How America Killed Transit. Service Drives Demand.

Transit in the US has continually cut service to improve the bottom line, effectively causing customers to prefer driving, further reducing revenue. Streets, roads, and highways are more and more clogged with vehicles, and the automotive industry has shown recent interest in alternative transportation. The government can make good on promises of investment in transit, and voters should demand it.

How America Killed Transit

Streetcar, bus, and metro systems have been ignoring one lesson for 100 years: Service drives demand.

JONATHAN ENGLISH 

“One hundred years ago, the United States had a public transportation system that was the envy of the world. Today, outside a few major urban centers, it is barely on life support. Even in New York City, subway ridership is well below its 1946 peak.

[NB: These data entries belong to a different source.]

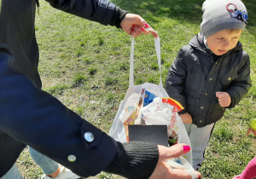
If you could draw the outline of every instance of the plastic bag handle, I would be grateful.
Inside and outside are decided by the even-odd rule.
[[[152,30],[151,30],[152,31]],[[156,50],[156,56],[158,61],[159,72],[160,74],[159,85],[163,86],[162,76],[161,76],[161,52],[160,52],[160,43],[159,36],[154,38],[154,47]],[[131,36],[131,55],[130,55],[130,78],[129,78],[129,87],[134,85],[134,76],[133,76],[133,59],[134,59],[134,38]]]

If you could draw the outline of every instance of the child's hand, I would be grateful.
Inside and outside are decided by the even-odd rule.
[[[217,91],[216,97],[218,98],[218,103],[221,107],[230,107],[231,103],[231,98],[227,92]]]
[[[190,124],[190,123],[192,123],[192,117],[188,113],[181,114],[181,115],[179,115],[179,117],[181,118],[181,119],[183,120],[183,122],[185,123],[185,124]]]
[[[249,136],[251,132],[253,132],[253,134],[256,136],[256,130],[253,130],[252,128],[248,129],[247,136]]]

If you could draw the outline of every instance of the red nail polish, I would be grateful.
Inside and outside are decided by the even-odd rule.
[[[190,147],[189,146],[183,146],[183,153],[189,153],[190,151]]]

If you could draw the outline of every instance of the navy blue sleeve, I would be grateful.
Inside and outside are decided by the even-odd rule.
[[[115,4],[108,0],[46,0],[49,4],[64,12],[92,20],[103,25],[108,25]]]
[[[35,88],[29,78],[9,67],[12,60],[0,44],[1,130],[79,176],[95,176],[108,166],[117,154],[117,142]],[[92,141],[84,139],[88,132],[94,136]]]

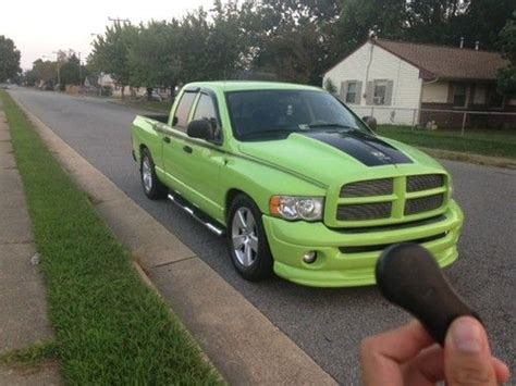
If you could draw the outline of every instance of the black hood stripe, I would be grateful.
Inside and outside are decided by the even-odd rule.
[[[403,152],[388,142],[359,132],[304,132],[298,133],[328,144],[367,166],[413,163]]]

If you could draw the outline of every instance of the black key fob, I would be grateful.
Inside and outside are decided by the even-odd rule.
[[[433,256],[417,244],[386,248],[378,259],[376,276],[385,299],[416,316],[441,346],[456,317],[480,320],[452,288]]]

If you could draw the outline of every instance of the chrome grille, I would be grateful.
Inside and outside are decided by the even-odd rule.
[[[442,174],[423,174],[407,177],[407,191],[420,191],[440,188],[444,185]]]
[[[443,204],[443,195],[413,198],[405,202],[405,215],[429,212]]]
[[[337,208],[336,219],[340,221],[388,219],[391,216],[391,202],[341,204]]]
[[[370,197],[388,196],[393,192],[392,178],[359,180],[344,185],[341,188],[341,197]]]

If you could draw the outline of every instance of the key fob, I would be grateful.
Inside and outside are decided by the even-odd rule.
[[[458,317],[480,317],[455,292],[433,256],[418,244],[386,248],[377,262],[377,283],[392,303],[416,316],[441,346]]]

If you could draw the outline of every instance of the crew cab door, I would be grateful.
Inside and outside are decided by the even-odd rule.
[[[186,146],[186,126],[194,102],[198,96],[198,89],[185,90],[181,96],[172,116],[169,120],[167,130],[162,133],[162,157],[163,170],[168,182],[174,190],[184,195],[188,191],[186,188],[187,173],[184,163],[187,160],[187,153],[184,151]]]
[[[185,182],[189,191],[187,197],[210,216],[223,221],[224,210],[222,192],[219,186],[219,173],[225,161],[221,149],[222,130],[217,97],[209,90],[201,90],[194,107],[192,121],[207,120],[213,127],[216,138],[205,140],[187,138],[185,144]]]
[[[163,163],[176,191],[210,216],[223,221],[218,182],[224,153],[220,144],[186,135],[192,120],[207,119],[220,128],[216,102],[216,97],[206,91],[183,92],[172,119],[171,135],[163,138]]]

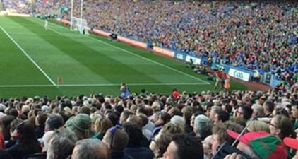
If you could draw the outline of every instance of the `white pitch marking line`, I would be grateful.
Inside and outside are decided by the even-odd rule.
[[[50,23],[51,23],[51,22],[50,22]],[[62,26],[60,26],[60,25],[57,25],[57,24],[55,24],[55,23],[54,23],[54,25],[57,25],[57,26],[59,26],[59,27],[60,27],[60,28],[64,28],[64,29],[67,29],[67,28],[64,28],[64,27],[62,27]],[[68,29],[67,29],[67,30],[68,30]],[[201,79],[201,78],[198,78],[194,77],[194,76],[191,76],[191,75],[187,74],[187,73],[184,73],[184,72],[182,72],[182,71],[179,71],[179,70],[175,69],[173,69],[173,68],[172,68],[172,67],[169,67],[169,66],[166,66],[166,65],[165,65],[165,64],[161,64],[161,63],[159,63],[159,62],[157,62],[157,61],[153,61],[153,60],[149,59],[148,59],[148,58],[143,57],[140,56],[140,55],[138,55],[138,54],[135,54],[135,53],[133,53],[133,52],[130,52],[130,51],[128,51],[128,50],[126,50],[126,49],[124,49],[120,48],[120,47],[119,47],[114,46],[114,45],[111,45],[111,44],[107,43],[107,42],[103,42],[103,41],[102,41],[102,40],[100,40],[96,39],[96,38],[95,38],[95,37],[92,37],[92,36],[85,35],[85,37],[88,37],[88,38],[90,38],[90,39],[93,39],[93,40],[94,40],[98,41],[98,42],[101,42],[101,43],[103,43],[103,44],[105,44],[105,45],[109,45],[109,46],[110,46],[110,47],[114,47],[114,48],[116,48],[116,49],[118,49],[122,50],[122,51],[126,52],[127,52],[127,53],[129,53],[129,54],[133,54],[133,55],[134,55],[134,56],[136,56],[136,57],[139,57],[139,58],[141,58],[141,59],[145,59],[145,60],[146,60],[146,61],[148,61],[153,62],[153,63],[154,63],[154,64],[157,64],[157,65],[162,66],[163,66],[163,67],[165,67],[165,68],[167,68],[167,69],[170,69],[170,70],[172,70],[172,71],[174,71],[178,72],[178,73],[181,73],[181,74],[183,74],[183,75],[184,75],[184,76],[188,76],[188,77],[190,77],[190,78],[193,78],[193,79],[198,80],[198,81],[201,81],[201,82],[204,83],[205,83],[205,84],[206,84],[206,85],[210,85],[210,83],[206,82],[205,81],[203,81],[203,80],[202,80],[202,79]]]
[[[35,65],[36,67],[42,73],[42,74],[44,75],[44,76],[47,77],[47,78],[51,82],[51,83],[56,86],[56,83],[49,78],[49,76],[42,69],[42,68],[38,66],[38,64],[25,52],[25,50],[13,39],[13,37],[9,35],[8,33],[2,28],[2,26],[0,25],[0,28],[2,30],[3,32],[7,35],[7,37],[9,37],[9,39],[11,40],[11,41],[13,42],[13,43],[20,49],[20,51],[23,52],[23,53],[33,63],[34,65]]]
[[[207,85],[202,83],[126,83],[129,86],[196,86]],[[119,83],[95,83],[95,84],[63,84],[59,85],[59,87],[86,87],[86,86],[117,86]],[[0,88],[25,88],[25,87],[53,87],[52,85],[0,85]]]
[[[54,32],[54,33],[57,33],[57,34],[59,34],[59,35],[62,35],[61,33],[60,33],[59,32],[58,32],[58,31],[56,31],[55,30],[54,30],[54,29],[52,29],[52,28],[47,28],[48,30],[52,30],[52,31],[53,31],[53,32]]]

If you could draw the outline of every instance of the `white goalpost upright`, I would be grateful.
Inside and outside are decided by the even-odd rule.
[[[71,30],[72,31],[79,31],[81,34],[88,34],[88,23],[85,19],[83,18],[83,2],[84,0],[77,0],[81,1],[80,5],[80,18],[76,17],[76,16],[78,15],[73,15],[73,12],[75,10],[75,5],[76,4],[74,3],[76,0],[71,0]]]

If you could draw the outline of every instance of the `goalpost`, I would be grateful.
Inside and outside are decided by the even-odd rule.
[[[72,31],[79,31],[81,34],[88,34],[88,23],[85,19],[83,18],[83,1],[84,0],[78,0],[81,1],[80,5],[80,18],[76,17],[78,15],[73,15],[73,12],[75,11],[75,4],[74,1],[76,0],[71,0],[71,30]]]

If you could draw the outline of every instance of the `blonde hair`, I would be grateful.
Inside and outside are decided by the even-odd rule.
[[[113,126],[112,122],[106,117],[98,117],[94,124],[97,133],[105,133],[109,128]]]
[[[177,124],[169,122],[162,126],[160,132],[162,134],[169,134],[174,135],[184,133],[184,129]]]
[[[266,131],[270,133],[269,126],[261,121],[251,121],[249,123],[247,130],[249,132],[256,132],[259,131]]]

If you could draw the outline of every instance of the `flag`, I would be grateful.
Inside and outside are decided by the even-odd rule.
[[[43,6],[44,7],[45,6],[46,6],[46,4],[47,4],[47,0],[42,0],[42,2],[43,2]]]
[[[57,78],[57,83],[58,83],[58,85],[63,84],[63,80],[62,80],[62,78],[61,78],[61,76],[60,75],[58,76],[58,78]]]

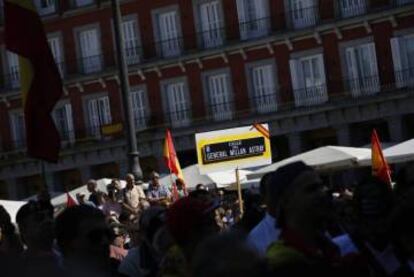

Annual per capita transit trips in the U.S. plummeted from 115.8 in 1950 to 36.1 in 1970, where they have roughly remained since, even as population has grown.”

This has not happened in much of the rest of the world.

“What happened? Over the past hundred years the clearest cause is this: Transit providers in the U.S. have continually cut basic local service in a vain effort to improve their finances. But they only succeeded in driving riders and revenue away. When the transit service that cities provide is not attractive, the demand from passengers that might “justify” its improvement will never materialize.”